Prairie Warbler, Cabo Rojo NWR, Puerto Rico, Dec 4, 2016
Palm Warbler (western), Ceiba/Roosevelt Roads, Puerto Rico, Dec 2, 2016
Black and White Warbler, Bosque Estatal de Maricao, Puerto Rico, Dec 3, 2016
Besides the two endemic warbler species I also found a number of migrant warblers including Northern Waterthrush, Black and White Warbler, Northern Parula, Black throated Blue Warbler, Palm Warbler (western), American Redstart, Yellow Warbler (golden subspecies) and Prairie Warbler. Most were seen in small numbers but the amount of Prairie Warblers at Cabo Rojo NWR in the southwest part of the island was amazing. While checking out some of the mudflats near sunset there was a steady stream of Prairie Warblers moving by totaling several dozen. Every small bush seems to contain several individuals at once...the most Prairie Warblers I have ever seen in one location.
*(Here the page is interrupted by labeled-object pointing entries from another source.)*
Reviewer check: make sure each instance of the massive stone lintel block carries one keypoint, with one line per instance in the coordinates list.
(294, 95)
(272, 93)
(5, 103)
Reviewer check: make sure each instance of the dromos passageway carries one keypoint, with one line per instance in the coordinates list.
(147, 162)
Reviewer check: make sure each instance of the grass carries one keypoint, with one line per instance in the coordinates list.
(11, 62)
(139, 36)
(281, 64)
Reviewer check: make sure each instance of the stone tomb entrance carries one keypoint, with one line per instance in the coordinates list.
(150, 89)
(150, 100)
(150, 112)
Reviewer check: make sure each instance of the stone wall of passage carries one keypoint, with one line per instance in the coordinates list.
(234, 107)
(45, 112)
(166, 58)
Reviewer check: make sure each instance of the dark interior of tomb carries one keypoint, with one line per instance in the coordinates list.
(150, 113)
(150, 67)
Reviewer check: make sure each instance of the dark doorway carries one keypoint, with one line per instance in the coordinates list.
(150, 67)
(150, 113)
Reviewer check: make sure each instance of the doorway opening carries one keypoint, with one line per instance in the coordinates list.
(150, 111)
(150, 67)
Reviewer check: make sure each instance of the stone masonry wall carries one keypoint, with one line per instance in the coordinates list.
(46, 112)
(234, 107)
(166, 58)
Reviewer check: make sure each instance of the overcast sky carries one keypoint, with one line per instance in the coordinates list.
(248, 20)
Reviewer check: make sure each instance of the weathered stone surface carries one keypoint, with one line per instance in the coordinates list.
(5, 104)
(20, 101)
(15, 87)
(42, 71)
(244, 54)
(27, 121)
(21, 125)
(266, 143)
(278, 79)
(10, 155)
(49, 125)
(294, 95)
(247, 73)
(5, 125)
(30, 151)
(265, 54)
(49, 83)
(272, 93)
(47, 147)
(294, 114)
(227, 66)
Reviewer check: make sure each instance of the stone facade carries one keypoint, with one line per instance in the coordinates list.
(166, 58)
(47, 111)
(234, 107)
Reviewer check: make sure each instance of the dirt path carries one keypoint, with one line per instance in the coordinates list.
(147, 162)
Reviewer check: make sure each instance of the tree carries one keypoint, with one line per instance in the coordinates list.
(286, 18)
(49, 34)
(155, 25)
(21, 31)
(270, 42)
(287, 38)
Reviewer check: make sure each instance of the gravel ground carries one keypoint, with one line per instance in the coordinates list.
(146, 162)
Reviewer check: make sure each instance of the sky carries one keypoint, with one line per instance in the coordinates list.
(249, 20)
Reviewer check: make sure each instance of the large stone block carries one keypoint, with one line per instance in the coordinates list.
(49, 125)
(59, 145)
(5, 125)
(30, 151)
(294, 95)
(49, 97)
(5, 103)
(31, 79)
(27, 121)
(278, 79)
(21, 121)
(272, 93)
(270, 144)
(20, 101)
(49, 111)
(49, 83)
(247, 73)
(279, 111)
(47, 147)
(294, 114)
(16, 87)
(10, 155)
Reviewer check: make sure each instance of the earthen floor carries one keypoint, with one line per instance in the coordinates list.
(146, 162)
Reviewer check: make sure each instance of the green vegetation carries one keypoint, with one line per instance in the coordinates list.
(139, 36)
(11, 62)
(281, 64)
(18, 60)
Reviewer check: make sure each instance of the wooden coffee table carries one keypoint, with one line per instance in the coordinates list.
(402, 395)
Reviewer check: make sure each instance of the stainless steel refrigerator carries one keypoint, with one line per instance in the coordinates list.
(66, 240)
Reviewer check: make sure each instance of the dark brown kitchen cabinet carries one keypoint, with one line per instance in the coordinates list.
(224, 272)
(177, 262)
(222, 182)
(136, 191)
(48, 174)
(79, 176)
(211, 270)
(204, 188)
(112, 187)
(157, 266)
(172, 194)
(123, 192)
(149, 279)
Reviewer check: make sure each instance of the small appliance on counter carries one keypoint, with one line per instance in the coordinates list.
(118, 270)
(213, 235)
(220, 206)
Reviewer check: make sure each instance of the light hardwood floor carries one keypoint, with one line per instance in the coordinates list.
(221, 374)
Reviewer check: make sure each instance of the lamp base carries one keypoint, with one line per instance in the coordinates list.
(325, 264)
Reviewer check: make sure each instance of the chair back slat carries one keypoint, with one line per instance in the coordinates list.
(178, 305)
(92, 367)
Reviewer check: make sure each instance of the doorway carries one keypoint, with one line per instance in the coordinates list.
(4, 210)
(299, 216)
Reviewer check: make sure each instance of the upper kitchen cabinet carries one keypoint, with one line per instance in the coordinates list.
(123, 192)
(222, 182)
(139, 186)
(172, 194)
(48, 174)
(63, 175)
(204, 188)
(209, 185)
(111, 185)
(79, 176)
Thursday, September 29, 2016

A fabulous fall for Connecticut Warblers including my first one in the yard yesterday

Connecticut Warbler, Arcadia, Northampton, MA, Sep 22, 2016
Connecticut Warbler, Arcadia, Northampton, MA, Sep 22, 2016
Connecticut Warbler, Arcadia, Northampton, MA, Sep 22, 2016
Connecticut Warbler, Arcadia, Northampton, MA, Sep 22, 2016
Connecticut Warbler, Arcadia, Northampton, MA, Sep 17, 2016
Connecticut Warbler, Arcadia, Northampton, MA, Sep 17, 2016
Connecticut Warbler, Honey Pot, Hadley, MA, Sep 16, 2016
Connecticut Warbler, Silvio Conte NWR-Fort River, Hadley, MA, Sep 10, 2016
Yesterday while stuck at home while I got some work done on the house I managed to turn up a new warbler species for the yard when I found a Connecticut Warbler.  This became my 28th warbler species in the yard and one of the most unusual ones.  Despite having seen other unusual species here such as Kentucky, Orange crowned and multiples of Mourning, Bay breasted and Cape May Warblers I have still not had a Blue winged Warbler in the yard!  Very strange indeed.  This fall has been an incredibly productive year for finding Connecticut Warbler here in the valley.  I have found a total of eight so far this season spanning the dates from September 9 until yesterday at various locations including Arcadia, the Honey Pot and Silvio Conte NWR-Fort River with multiples seen on a couple different days.  Most years I have between one and three total and never multiples on the same day.  I have also managed to get some of the best photos I have ever gotten of this usually tough to photograph species. (* the final tally for the year ended up being a whopping ten individuals with the last one added in early October)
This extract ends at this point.